人は、神が定められた水(イエス・キリストの血による罪の赦しを受けるための悔い改めの誓い)と御霊(イエス・キリストの御名によって聖霊を受ける)によって新しく生まれなければ、神の国に入る者とされないのです。
御霊によって生まれた者は霊です。肉の心はキリストの十字架につけられ、御霊とともに生きる者とされるのです。肉体はありますが、肉に頼る者ではありません。御霊によって生まれた者は、自分の肉の思いと戦い肉の心を破られ、痛み苦しみ失敗を繰り返しながら御霊に従うことを学んでいきます。
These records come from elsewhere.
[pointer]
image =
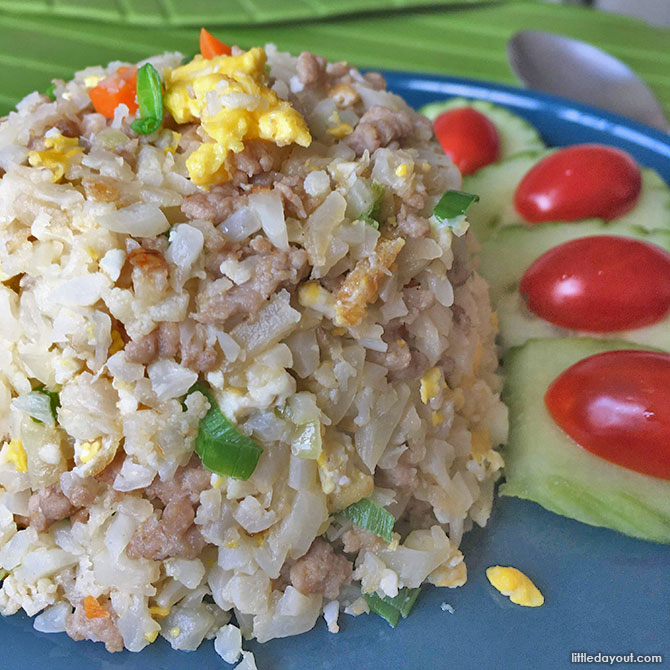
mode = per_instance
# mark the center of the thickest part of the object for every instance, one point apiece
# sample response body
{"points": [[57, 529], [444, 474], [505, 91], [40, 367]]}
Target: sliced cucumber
{"points": [[517, 324], [497, 183], [516, 134], [544, 465], [505, 258]]}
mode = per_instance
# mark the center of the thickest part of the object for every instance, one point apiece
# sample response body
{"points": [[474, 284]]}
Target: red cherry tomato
{"points": [[468, 138], [580, 182], [599, 284], [617, 406]]}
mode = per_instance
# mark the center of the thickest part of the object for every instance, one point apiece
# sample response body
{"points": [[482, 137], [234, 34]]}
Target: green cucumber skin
{"points": [[507, 255], [497, 183], [543, 465], [516, 134]]}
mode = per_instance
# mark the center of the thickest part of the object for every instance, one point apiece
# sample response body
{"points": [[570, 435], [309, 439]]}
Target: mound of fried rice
{"points": [[123, 283]]}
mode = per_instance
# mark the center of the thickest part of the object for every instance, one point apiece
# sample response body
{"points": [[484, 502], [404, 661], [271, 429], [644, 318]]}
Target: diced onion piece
{"points": [[308, 442], [228, 643], [240, 224], [270, 210], [170, 380]]}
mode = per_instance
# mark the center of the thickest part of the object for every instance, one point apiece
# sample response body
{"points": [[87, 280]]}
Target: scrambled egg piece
{"points": [[481, 443], [361, 286], [88, 450], [57, 156], [15, 453], [230, 98], [341, 130], [513, 583], [431, 384]]}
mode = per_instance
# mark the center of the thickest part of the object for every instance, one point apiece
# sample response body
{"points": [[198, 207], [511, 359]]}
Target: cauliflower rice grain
{"points": [[305, 284]]}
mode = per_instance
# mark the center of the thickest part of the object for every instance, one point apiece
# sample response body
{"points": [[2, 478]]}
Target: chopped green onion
{"points": [[149, 100], [384, 609], [222, 448], [46, 402], [371, 215], [308, 443], [392, 609], [372, 517], [404, 601], [453, 204]]}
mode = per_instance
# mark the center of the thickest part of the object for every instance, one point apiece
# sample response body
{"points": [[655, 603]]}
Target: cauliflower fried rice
{"points": [[262, 277]]}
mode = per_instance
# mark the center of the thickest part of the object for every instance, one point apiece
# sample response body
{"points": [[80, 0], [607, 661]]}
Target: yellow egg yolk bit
{"points": [[230, 98], [513, 583]]}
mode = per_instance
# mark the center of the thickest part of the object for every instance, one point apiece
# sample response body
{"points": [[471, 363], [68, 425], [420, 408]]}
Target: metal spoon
{"points": [[572, 69]]}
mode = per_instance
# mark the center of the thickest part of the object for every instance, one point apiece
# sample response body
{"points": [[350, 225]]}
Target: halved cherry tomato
{"points": [[579, 182], [210, 46], [117, 89], [617, 406], [468, 138], [599, 284]]}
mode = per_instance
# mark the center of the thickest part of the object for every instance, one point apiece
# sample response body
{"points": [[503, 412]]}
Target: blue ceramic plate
{"points": [[605, 593]]}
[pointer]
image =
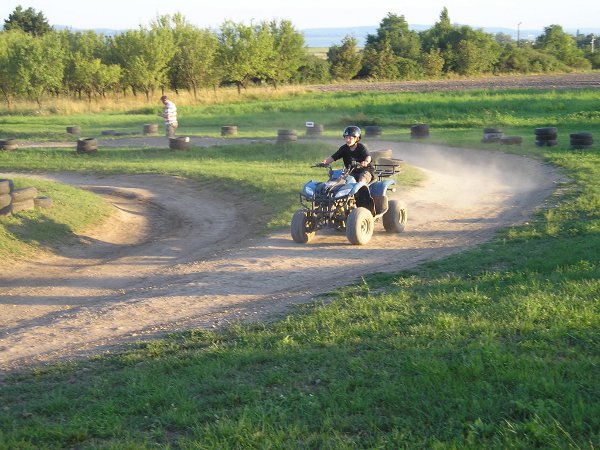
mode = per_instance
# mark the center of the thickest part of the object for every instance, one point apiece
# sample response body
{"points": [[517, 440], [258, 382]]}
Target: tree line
{"points": [[172, 54]]}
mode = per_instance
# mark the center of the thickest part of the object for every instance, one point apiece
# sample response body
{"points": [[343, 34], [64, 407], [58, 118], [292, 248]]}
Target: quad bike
{"points": [[343, 203]]}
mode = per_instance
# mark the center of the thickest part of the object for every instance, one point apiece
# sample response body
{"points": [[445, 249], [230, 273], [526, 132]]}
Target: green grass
{"points": [[73, 210], [497, 347]]}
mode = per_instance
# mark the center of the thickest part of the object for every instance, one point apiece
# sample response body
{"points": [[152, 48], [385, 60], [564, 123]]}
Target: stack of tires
{"points": [[581, 141], [14, 200], [229, 130], [150, 129], [179, 143], [546, 136], [286, 136], [419, 131], [8, 144], [315, 130], [492, 135], [373, 131], [87, 145]]}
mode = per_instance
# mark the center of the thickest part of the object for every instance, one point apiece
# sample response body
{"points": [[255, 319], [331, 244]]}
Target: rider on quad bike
{"points": [[354, 151], [352, 199]]}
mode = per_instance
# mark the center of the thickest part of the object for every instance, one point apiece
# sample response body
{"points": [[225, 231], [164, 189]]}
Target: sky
{"points": [[306, 14]]}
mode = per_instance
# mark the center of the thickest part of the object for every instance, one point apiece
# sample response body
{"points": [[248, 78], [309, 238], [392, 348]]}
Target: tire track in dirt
{"points": [[175, 257]]}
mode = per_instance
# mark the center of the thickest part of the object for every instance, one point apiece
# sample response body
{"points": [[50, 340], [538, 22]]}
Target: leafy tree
{"points": [[193, 65], [561, 45], [30, 21], [243, 52], [312, 70], [432, 63], [288, 52], [403, 42], [380, 63], [38, 65], [144, 56], [344, 60]]}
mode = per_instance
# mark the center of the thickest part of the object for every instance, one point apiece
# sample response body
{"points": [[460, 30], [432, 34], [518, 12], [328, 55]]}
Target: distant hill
{"points": [[326, 37]]}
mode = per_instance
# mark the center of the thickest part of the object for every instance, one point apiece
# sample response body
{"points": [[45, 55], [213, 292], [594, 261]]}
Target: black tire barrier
{"points": [[87, 145], [419, 131], [511, 140], [315, 130], [285, 136], [179, 143], [150, 129], [8, 144], [5, 200], [20, 195], [6, 186], [546, 143], [373, 131], [229, 130]]}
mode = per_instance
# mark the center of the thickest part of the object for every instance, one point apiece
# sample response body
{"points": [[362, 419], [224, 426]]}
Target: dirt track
{"points": [[175, 255]]}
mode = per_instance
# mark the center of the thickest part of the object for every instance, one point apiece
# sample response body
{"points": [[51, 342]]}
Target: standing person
{"points": [[354, 150], [170, 116]]}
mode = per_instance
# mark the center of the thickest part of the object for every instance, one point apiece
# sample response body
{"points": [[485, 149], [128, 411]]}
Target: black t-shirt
{"points": [[348, 155]]}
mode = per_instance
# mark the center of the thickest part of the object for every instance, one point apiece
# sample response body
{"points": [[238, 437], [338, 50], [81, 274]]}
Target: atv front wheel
{"points": [[359, 226], [300, 227], [394, 220]]}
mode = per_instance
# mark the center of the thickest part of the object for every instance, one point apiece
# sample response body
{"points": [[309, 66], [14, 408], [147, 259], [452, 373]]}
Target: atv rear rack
{"points": [[387, 167]]}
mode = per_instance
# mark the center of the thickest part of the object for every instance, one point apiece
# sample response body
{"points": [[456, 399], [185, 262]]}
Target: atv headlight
{"points": [[343, 192]]}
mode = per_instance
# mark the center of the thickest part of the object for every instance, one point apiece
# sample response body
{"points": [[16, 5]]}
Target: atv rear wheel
{"points": [[359, 226], [300, 227], [394, 220]]}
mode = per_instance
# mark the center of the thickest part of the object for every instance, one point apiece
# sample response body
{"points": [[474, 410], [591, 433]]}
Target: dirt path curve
{"points": [[176, 255]]}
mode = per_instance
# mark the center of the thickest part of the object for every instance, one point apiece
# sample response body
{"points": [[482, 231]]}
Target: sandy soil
{"points": [[177, 255]]}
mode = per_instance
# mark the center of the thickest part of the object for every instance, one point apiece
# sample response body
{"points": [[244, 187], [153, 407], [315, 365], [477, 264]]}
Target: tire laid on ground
{"points": [[284, 136], [299, 227], [5, 200], [6, 186], [419, 131], [229, 130], [360, 226], [42, 202], [23, 205], [20, 195], [315, 130], [373, 131], [87, 145], [150, 129], [394, 220], [179, 143]]}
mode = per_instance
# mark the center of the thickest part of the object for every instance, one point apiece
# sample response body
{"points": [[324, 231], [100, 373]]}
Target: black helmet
{"points": [[352, 130]]}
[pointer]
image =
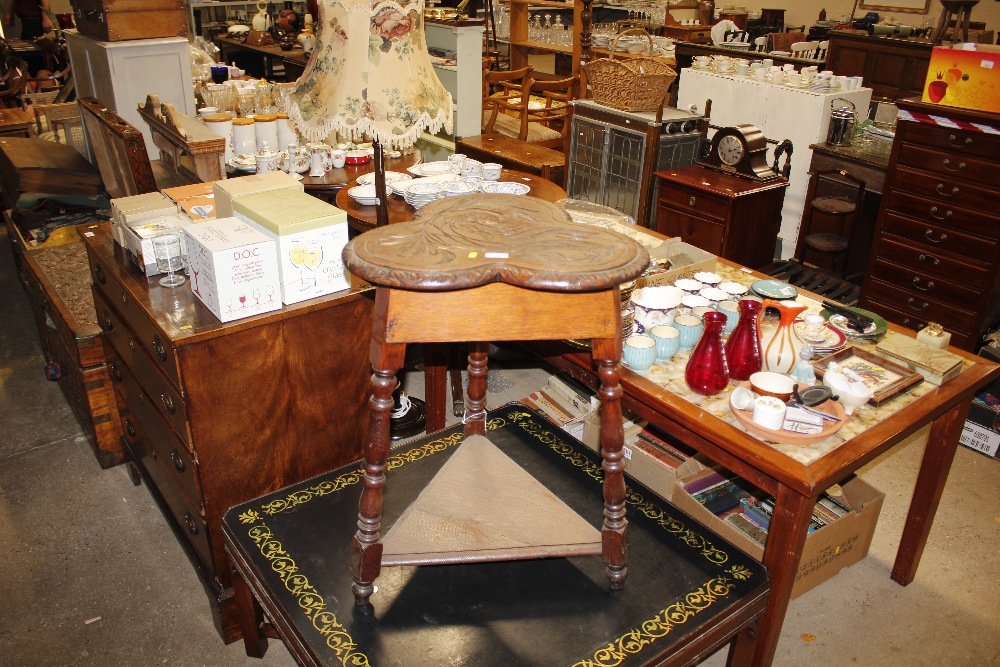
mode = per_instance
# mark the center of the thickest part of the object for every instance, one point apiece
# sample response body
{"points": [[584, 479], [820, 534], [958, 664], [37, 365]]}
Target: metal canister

御霊は風のような方です。目には見えないけれども、人は、草花や木々の揺れを見て、髪がなびき頬をかすめる風を感じます。感じることはできますが、目に見ることはできません。また、風は思いのまま吹き、どこから来てどこへ行くのかを人は知りません。御霊によって生まれる者もみな、そのとおりであると主イエスは言われました。
水によって生まれた者は、キリスト教会に見られ祝福されます。教会の兄弟姉妹は、水のバプテスマを見ることができ、教会の子になったことの証人となります。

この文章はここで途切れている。